En partant des indications données dans le site de Jean-Louis Naudin, un de nos fidèles lecteurs a fait des expérimentations. Voici ce qu'il nous dit :

" Il y a beaucoup d'à priori face à toutes ces découvertes inédites, même parmi des personnes à l'esprit ouvert. Mais devant la réalité palpable des faits, les préjugés tombent.

 

  Voilà pourquoi j'ai testé le Lifter, le moteur Stirling, et le Bingofuel, tous avec succès ; à ce dernier test notamment, j'ai bien constaté, en effet, la présence de particules magnétiques dans les résidus de carbone récupérés qui réagissent à l'aimant en utilisant comme électrodes les bâtonnets de graphite entrant dans la fabrication des piles (graphite je pense assez pur).

Au monoculaire, on remarque sur ces résidus quelques micro-billes de métal brillant agglutinées d'environ 200 microns de diamètre.

 

Une autre constatations étrange est que malgré la force du plasma lumineux du poste à souder (réglé à 70 ampères sous 32 volts alternatif) qui, à certains moments, comme sur la photo de gauche, remplit les deux tiers du récipient, donc englobant les dominos de plastique souple, ceux-ci n'en subissent aucune altération, de même que le récipient en plastique.
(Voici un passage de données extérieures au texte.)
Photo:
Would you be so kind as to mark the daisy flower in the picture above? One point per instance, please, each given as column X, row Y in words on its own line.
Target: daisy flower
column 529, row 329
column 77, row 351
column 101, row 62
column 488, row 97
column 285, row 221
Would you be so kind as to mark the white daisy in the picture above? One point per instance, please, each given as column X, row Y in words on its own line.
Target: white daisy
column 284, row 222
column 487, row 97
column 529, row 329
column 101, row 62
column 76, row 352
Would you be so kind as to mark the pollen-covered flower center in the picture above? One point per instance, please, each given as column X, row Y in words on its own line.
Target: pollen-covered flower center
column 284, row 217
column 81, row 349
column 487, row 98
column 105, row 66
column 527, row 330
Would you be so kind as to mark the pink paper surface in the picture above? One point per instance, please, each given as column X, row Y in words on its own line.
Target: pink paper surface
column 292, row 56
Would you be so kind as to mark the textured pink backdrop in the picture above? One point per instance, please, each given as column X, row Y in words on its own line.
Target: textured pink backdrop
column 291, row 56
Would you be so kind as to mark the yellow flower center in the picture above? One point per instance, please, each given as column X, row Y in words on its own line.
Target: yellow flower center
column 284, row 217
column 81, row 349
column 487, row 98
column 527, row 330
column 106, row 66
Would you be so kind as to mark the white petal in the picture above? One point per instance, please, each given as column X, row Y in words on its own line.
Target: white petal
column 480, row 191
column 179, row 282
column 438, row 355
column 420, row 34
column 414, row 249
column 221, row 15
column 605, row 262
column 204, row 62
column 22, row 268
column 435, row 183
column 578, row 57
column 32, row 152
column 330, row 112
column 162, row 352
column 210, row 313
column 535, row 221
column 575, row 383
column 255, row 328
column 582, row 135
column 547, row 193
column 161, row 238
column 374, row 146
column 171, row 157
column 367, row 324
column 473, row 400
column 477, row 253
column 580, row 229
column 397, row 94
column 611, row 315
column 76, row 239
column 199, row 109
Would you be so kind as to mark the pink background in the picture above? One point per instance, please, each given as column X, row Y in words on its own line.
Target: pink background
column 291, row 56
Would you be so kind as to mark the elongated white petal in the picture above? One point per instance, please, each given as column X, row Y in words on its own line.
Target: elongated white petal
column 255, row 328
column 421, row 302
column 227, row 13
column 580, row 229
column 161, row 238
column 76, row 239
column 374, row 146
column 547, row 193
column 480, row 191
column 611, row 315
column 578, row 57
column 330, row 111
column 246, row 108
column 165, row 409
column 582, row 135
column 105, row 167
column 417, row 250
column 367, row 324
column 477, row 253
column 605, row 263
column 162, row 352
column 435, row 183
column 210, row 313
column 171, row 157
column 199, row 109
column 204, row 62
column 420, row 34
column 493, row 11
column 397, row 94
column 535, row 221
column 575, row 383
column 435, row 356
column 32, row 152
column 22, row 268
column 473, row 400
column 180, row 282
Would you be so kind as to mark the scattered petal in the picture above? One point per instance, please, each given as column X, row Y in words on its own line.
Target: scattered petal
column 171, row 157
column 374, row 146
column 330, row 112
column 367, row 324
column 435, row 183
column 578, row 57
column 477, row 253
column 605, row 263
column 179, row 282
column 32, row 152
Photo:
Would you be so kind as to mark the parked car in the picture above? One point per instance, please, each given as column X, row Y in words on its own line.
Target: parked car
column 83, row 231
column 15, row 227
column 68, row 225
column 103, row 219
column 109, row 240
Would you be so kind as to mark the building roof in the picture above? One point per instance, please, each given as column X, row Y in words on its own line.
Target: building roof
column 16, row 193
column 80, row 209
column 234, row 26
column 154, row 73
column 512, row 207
Mais il est aussi surprenant que le plasma ne prenne pas la place de l'eau elle-même qui s'en trouverait de ce fait instantanément évaporée. De fait, la zone lumineuse du plasma coexiste dans et avec l'eau l'élevant à peine à 100 °C. La haute température de 5 000 °C du plasma doit, je pense, être limitée à une très faible région entre les électrodes, seulement dans le canal d'écoulement des électrons, puis décroître très rapidement avec l'éloignement, d'ailleurs les bulles s'échappent surtout des électrodes. Le procédé est spectaculaire mais les gaz s'enflamment assez difficilement avec une faible flamme transparente ; c'est sans doute une question de rendement de gaz produit et la présence de vapeur d'eau.

 

Ce procédé est simple mais demande de prendre quelques précautions indispensables, notamment de ne jamais faire fonctionner ce dispositif dans un local fermé et sans courant d'air, et même de se tenir éloigné des émanations non brûlées produites à l'air libre, car la production d'oxyde de carbone est importante, or ce gaz, inodore mais mortel en quelques minutes d'inhalation, est le traître par excellence (ce que savent bien les pompiers). C'est le plus gros inconvénient de ce système, en cas de fuite.

 

Dans le cadre du brevet de Gunnerman, (ndlr : voir notre nouvelle du 17 décembre 2004) voici la photo, non d'un paysage de l'équateur martien équipé de ses sphères habitables, mais d'une simple tige de nickel de 3 mm de diamètre traitée à l'arc électrique pour la rendre poreuse et augmenter ainsi sa surface d'action ; plongée dans de l'eau pure à 40 degrés environ au départ puis laissée se refroidir naturellement, des micro bulles apparaissent dès la première minute, puis grossissent assez rapidement avant de s'échapper à la surface. Est-ce seulement l'air dissout dans l'eau ou le résultat de la dissociation ? Dans ce cas, elle serait purement catalytique, c'est à dire opérée par la seule présence du métal.  " P.T.

 

 

 

 

   Moteur Stirling : d'après Koichi Hirata

  Moteur Stirling (6,17 Mo)

 

Nous remercions ce lecteur passionné de science pour ces documents ! et nous lui souhaitons de fructueuses expérimentations.